What might the new academic year look like?

If Western Sydney University adopts some form of a trimester system there will be three formal academic teaching periods. A possible trimester structure for 2014 could look like this:

Trimester 1: Late January to late April (13 weeks)
Inter Trimester Break: 3 weeks
Trimester 2: Early June to late August (13 weeks)
Inter Trimester Break: 3 weeks
Trimester 3: Mid September until early December (13 weeks)
End-of-Year Break: 7 weeks

The model above has a total of 13 weeks in each trimester, including 10 weeks of scheduled classes and two weeks for examinations. In this model there are three weeks between semesters with a seven week break over December and January during the summer period.

Would the trimester system be introduced University-wide?

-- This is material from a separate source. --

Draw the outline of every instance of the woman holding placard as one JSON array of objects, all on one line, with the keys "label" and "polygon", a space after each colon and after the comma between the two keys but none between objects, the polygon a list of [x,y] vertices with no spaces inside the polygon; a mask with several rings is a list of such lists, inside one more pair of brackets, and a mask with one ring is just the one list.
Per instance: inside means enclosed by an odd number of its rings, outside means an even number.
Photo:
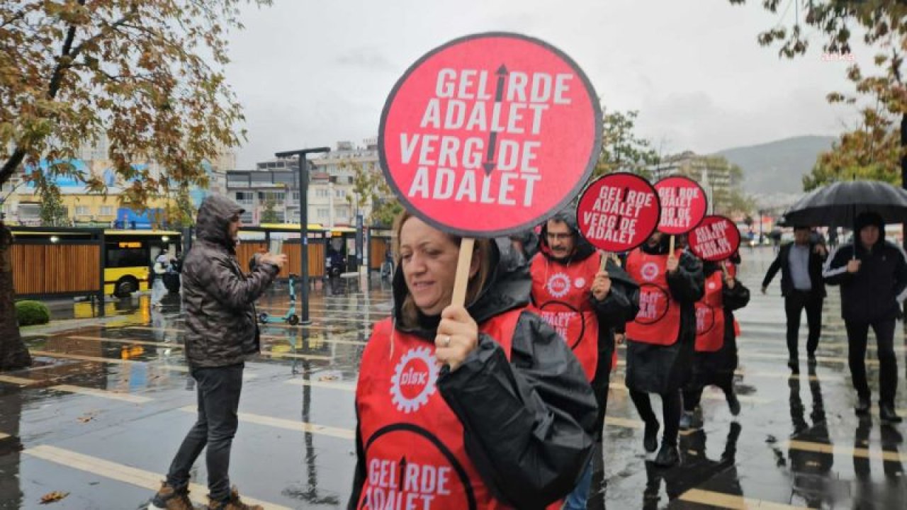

The University is conducting a review into the possible extension of the academic year. Before making any decisions about the Western Sydney University academic year, we would like to gather input from our community to examine current perceptions about such a change. Following this consultation, an informed decision will be made on whether a trimester system will be introduced as a pilot in some of the schools, introduced throughout the University or not introduced at all.

How might a trimester system affect my workload and research time?

At this stage, no decision has been made to move to a trimester system. Staff and student consultation is currently being conducted to inform decisions about the Western Sydney University academic year. If a future decision is made to move to some form of a trimester system, appropriate steps will be taken to discuss and negotiate workload arrangements including research time.

When can we expect some feedback from this review?

Results of the Academic Year Review Survey will be available on this website in November  2012.

What is the timeframe?

If a decision is made to move forward with some form of a trimester system, it would not be implemented before 2014. Relevant systems would need to be modified in 2013 for a possible 2014 implementation.

Which other Australian universities use a trimester system?

Australian universities which currently use some form of trimester system include:

  • Bond University
  • Central Queensland University
  • Charles Sturt University
  • Curtin University of Technology
  • Deakin University
  • Southern Cross University
  • University of Canberra
  • University of Newcastle
  • University of New England
  • University of Western Australia

How can I contribute to the discussion on the issue?

The Academic Year Review Survey is now closed. However, you can still participate in any or all of the various forums to provide feedback. You can join the discussion group on the Academic Year Review, submit your feedback using the online form, or write or speak directly to a member of the Academic Year Review Team.